Trikafta™ is the first triple combination therapy approved for the treatment of the most common cystic fibrosis mutation.
The US Food and Drug Administration (FDA) has approved the first triple combination therapy to treat patients with the most common cystic fibrosis (CF) mutation.
Trikafta™ (Vertex Pharmaceuticals) combines elexacaftor, ivacaftor, and tezacaftor to treat CF patients aged ≥12 years who have at least one F508del mutation in the CF transmembrane conductance regulator (CFTR) gene, which affects approximately 90% of the CF population.
Trikafta works by targeting the defective CFTR protein and helping it function properly and effectively at the cell surface.
This “landmark” approval makes the novel treatment available to CF patients, including adolescents, who previously had no treatment options, according to the acting FDA Commissioner Ned Sharpless, MD.
“In the past few years, we have seen remarkable breakthroughs in therapies to treat cystic fibrosis and improve patients’ quality of life, yet many subgroups of cystic fibrosis patients did not have approved treatment options,” Sharpless said in an FDA press release. “That’s why we used all available programs…to help advance today’s approval in the most efficient manner possible.”
Because Trikafta is a beneficial treatment for the majority of CF patients, the FDA reviewed and approved the drug in approximately 3 months-despite the March 19, 2020 review goal date.
The triple combination drug received priority review, fast track, breakthrough therapy designation, and orphan designation.
“The incredible speed of this approval underscores our shared sense of urgency with the FDA and the CF community for bringing this medicine to eligible people with CF, particularly those without a medicine targeting the underlying cause of their disease,” Chief Medical Officer at Vertex, Reshma Kewalramani, MD, said in the company’s press release.
The efficacy of Trikafta was demonstrated in 2 clinical trials that analyzed 510 CF patients. Both trials examined the rise in the percent predicted forced expiratory volume in 1 second (ppFEV1), an established marker of CF progression.
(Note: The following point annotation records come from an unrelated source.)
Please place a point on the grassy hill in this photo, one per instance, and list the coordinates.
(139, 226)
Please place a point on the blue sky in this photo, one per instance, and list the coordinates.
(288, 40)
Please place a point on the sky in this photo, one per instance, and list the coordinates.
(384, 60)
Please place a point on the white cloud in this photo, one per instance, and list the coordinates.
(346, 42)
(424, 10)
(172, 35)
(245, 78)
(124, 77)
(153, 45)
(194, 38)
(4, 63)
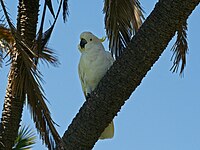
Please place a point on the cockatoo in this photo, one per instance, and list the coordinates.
(93, 65)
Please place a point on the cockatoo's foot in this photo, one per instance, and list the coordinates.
(87, 96)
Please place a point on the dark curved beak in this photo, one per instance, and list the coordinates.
(82, 43)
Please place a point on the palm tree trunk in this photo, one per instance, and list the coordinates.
(13, 104)
(126, 73)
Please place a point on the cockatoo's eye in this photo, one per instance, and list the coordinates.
(82, 43)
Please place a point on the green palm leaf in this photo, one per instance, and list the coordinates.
(122, 21)
(25, 139)
(180, 49)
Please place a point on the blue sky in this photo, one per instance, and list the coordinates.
(163, 112)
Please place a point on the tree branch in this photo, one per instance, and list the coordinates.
(126, 73)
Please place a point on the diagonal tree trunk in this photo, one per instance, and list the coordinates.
(13, 104)
(126, 73)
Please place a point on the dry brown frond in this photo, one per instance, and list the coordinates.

Trikafta increased the ppFEV1 in both trials. In the first trial, it increased mean ppFEV1 13.8% from baseline vs placebo. In the second trial, the mean ppFEV1 rose 10% from baseline vs tezacaftor/ivacaftor.
Patients treated with Trikafta in the first trial also saw improvements in sweat chloride, number of pulmonary exacerbations, and body mass index vs placebo.
The most common adverse reactions in patients taking Trikafta included headache, upper respiratory tract infection, rash, influenza, abdominal pain, diarrhea, and nasal congestion.